The central banks carry out the task of ensuring that their currencies do not hurt trades. At times even at the cost of economic stability. The central bank of China being a case in point. The central banks of developed economies in particular deserve kudos for doing all that it takes to pull the economies out of recession. The results are for all to see.
As seen in the adjacent chart, the balance sheets of the central banks in developed economies have seen a very rapid expansion in recent past. Until October 2008 most of the additional liquidity was balanced through asset sales. However, thereafter the liquidity seems to have been pumped in thoughtlessly. In case of the Fed and the ECB, the desire to aid economic revival has induced the central banks to nearly double balance sheet sizes. ECB, however, was a little quick to mend its ways after the sovereign default risks. But the Fed is yet to realize its mistake.

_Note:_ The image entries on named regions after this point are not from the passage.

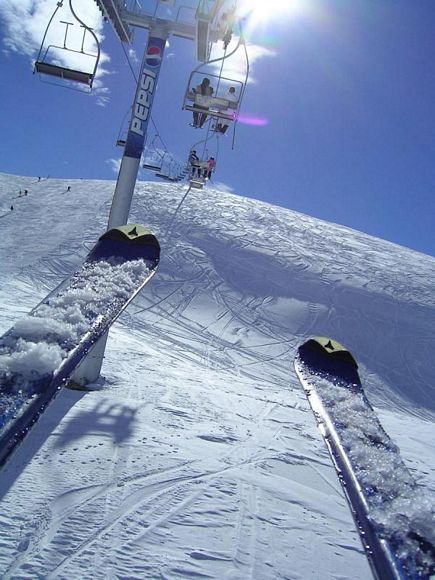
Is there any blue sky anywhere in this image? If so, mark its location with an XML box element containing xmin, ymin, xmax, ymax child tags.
<box><xmin>0</xmin><ymin>0</ymin><xmax>435</xmax><ymax>255</ymax></box>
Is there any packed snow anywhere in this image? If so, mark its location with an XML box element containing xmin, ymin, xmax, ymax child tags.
<box><xmin>0</xmin><ymin>174</ymin><xmax>435</xmax><ymax>580</ymax></box>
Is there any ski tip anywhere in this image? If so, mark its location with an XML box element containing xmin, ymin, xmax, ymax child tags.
<box><xmin>87</xmin><ymin>224</ymin><xmax>160</xmax><ymax>268</ymax></box>
<box><xmin>298</xmin><ymin>336</ymin><xmax>358</xmax><ymax>369</ymax></box>
<box><xmin>100</xmin><ymin>224</ymin><xmax>160</xmax><ymax>249</ymax></box>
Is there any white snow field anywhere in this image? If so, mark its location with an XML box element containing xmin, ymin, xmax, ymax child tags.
<box><xmin>0</xmin><ymin>174</ymin><xmax>435</xmax><ymax>580</ymax></box>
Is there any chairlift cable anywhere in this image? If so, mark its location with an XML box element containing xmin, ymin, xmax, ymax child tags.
<box><xmin>36</xmin><ymin>0</ymin><xmax>63</xmax><ymax>62</ymax></box>
<box><xmin>69</xmin><ymin>0</ymin><xmax>101</xmax><ymax>69</ymax></box>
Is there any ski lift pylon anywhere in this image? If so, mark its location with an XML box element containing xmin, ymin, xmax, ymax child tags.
<box><xmin>34</xmin><ymin>0</ymin><xmax>100</xmax><ymax>92</ymax></box>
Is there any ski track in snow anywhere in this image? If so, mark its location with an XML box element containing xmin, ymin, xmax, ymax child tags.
<box><xmin>0</xmin><ymin>174</ymin><xmax>435</xmax><ymax>579</ymax></box>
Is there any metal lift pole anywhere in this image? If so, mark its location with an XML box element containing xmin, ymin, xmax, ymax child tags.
<box><xmin>72</xmin><ymin>27</ymin><xmax>169</xmax><ymax>385</ymax></box>
<box><xmin>108</xmin><ymin>28</ymin><xmax>168</xmax><ymax>229</ymax></box>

Back here in India, we have had more than a sensible central bank. The economic slowdown in India was relatively less malignant. Being less export dependant, impact of global economic woes was felt only in selective cases. Banks' financials were far more stable and did not require government bailouts. Strict regulation of currency movements helped prevent unforeseen leverage risks. And to top it all, negligible presence of risky securities along with prohibitive provisioning kept the risks at bay.
The result is that the RBI's balance sheet expanded not more than 40% from the base of August 2007 any time in last 36 months. On the contrary the central bank sucked up significant liquidity in recent months. In its effort to protect growth, the central bank has not taken unmindful decisions. And even this time, when exporters are looking for the central bank to bail them out of the currency trouble, the RBI is unwilling to relent in a hurry.
The balance sheets of central banks have not been considered as key indicators of economic prospects in the past. Probably it is time that they are taken more seriously.